這次朱一銘學乖了,沒有直接敲門,而是重重地敲了兩下。三樓雖說是包間,但規模比較小,再加上人比較多,許多小包間裡的門都是開着,給人感覺鬧哄哄的,吵得很。敲門的聲音要是小了,估計裡面的人都聽不到。
門被打開以後,朱一銘見曾雲翳站在門口,而齊雲和寧彤也站起來迎接他了,這才擡腳走了進去。往前走的過程中,他特意在門上掃了一眼,果然見到“306B”的字樣,看來剛纔那個女孩所言不差。

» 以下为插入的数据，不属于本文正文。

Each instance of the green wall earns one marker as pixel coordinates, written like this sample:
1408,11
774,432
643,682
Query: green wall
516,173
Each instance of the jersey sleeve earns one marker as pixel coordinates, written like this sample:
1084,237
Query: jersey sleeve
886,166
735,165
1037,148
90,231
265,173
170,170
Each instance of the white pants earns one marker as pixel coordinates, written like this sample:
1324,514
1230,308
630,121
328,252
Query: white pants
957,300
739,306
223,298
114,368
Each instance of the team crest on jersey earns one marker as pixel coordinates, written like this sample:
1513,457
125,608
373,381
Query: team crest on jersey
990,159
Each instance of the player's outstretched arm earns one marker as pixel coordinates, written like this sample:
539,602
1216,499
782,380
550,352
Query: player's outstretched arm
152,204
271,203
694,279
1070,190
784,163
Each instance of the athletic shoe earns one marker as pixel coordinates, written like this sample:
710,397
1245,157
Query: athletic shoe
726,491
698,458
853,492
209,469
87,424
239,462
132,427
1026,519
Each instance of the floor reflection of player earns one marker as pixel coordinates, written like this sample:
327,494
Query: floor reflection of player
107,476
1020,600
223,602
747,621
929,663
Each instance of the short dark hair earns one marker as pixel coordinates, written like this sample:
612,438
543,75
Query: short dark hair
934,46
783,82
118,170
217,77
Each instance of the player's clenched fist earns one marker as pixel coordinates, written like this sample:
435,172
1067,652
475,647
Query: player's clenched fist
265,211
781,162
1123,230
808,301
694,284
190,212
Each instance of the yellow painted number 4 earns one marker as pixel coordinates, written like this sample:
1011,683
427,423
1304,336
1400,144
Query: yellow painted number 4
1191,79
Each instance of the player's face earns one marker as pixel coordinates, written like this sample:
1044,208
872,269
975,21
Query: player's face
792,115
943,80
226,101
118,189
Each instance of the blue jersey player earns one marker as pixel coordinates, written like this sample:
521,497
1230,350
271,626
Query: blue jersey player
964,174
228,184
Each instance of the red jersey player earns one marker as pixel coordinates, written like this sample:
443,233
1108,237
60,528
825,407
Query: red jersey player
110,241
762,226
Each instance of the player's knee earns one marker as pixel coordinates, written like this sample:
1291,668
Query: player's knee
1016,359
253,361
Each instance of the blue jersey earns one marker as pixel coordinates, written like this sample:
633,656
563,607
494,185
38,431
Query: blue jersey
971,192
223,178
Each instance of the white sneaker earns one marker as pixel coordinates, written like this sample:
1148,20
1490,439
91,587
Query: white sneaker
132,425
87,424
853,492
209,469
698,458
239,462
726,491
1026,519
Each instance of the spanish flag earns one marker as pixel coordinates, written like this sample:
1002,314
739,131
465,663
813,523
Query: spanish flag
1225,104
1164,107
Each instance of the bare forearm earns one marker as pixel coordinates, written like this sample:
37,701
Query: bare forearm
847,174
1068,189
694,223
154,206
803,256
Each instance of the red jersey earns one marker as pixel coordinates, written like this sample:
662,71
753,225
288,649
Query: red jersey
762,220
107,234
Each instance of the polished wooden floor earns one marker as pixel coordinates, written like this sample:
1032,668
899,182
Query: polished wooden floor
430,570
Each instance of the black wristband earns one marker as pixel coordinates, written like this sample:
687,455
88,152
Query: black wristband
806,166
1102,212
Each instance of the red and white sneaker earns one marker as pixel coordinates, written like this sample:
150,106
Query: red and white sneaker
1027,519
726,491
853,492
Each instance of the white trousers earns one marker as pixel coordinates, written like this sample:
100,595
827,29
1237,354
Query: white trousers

坐定以後,朱一銘接過齊雲遞過來的香菸,隨口問道:“這個地方是怎麼回事,怎麼同一個號碼,還分A和B呀?”
聽到朱一銘的話以後,齊雲很是疑惑地問道:“是嗎?我怎麼沒有看到。”
不管到哪兒吃飯,一般人只會注意號碼,基本不會想到後面還有字母,這也是齊雲沒有注意的原因。說完這話以後,他還特意跑到門上看了看,隨後,邊往回走,邊小聲嘟囔了一句,還真有呀!我剛纔怎麼沒有看見?
曾雲翳坐下身子,看着朱一銘說道:“哥,這裡每個包間都分A和B,包間本身沒什麼區別。他剛開業的時候,包間大,但是數量少,明顯不夠用,後來老闆就將一個包間隔成了兩個包間,至於說爲什麼用A和B,加以區別,而不重新標號的話,我就不清楚了。”
齊雲等曾雲翳說完以後,衝着寧彤使了一個眼色。兩人在一起時間長了很有幾分默契,寧彤立即明白了他的意思,衝着朱一銘說道:“市長,您剛纔是不是走錯房間了,都怪齊雲之前沒和你說清楚。”
齊雲從朱一銘剛纔的話裡完全可以聽得出來其中的意思,但這事他又不好開口,於是就讓寧彤去問了,這樣顯得自然一點。
朱一銘本沒有把這事藏着掖着的想法,現在聽寧彤問,於是就把剛纔的事情說了出來。三人聽後都很是氣憤,什麼時候輪到鬼子在咱們的地盤上撒野了,齊雲當時就要站起身來打電話。朱一銘見狀,攔住了對方,這本來就不是什麼大不了的事情,他不想將其搞大。雖說華夏人對鬼子都沒什麼好印象,但涉外的事情還是低調一點好,畢竟朱一銘和齊雲的身份都比較特殊,搞得不好的話,容易出大麻煩。
齊雲剛纔比較激動,一方面是因爲那兩個日本人,另一方面則是因爲他沒有說得清楚,才導致朱一銘出事。現在見對方沒有追究的意思,他也就不想再和對方多做計較了。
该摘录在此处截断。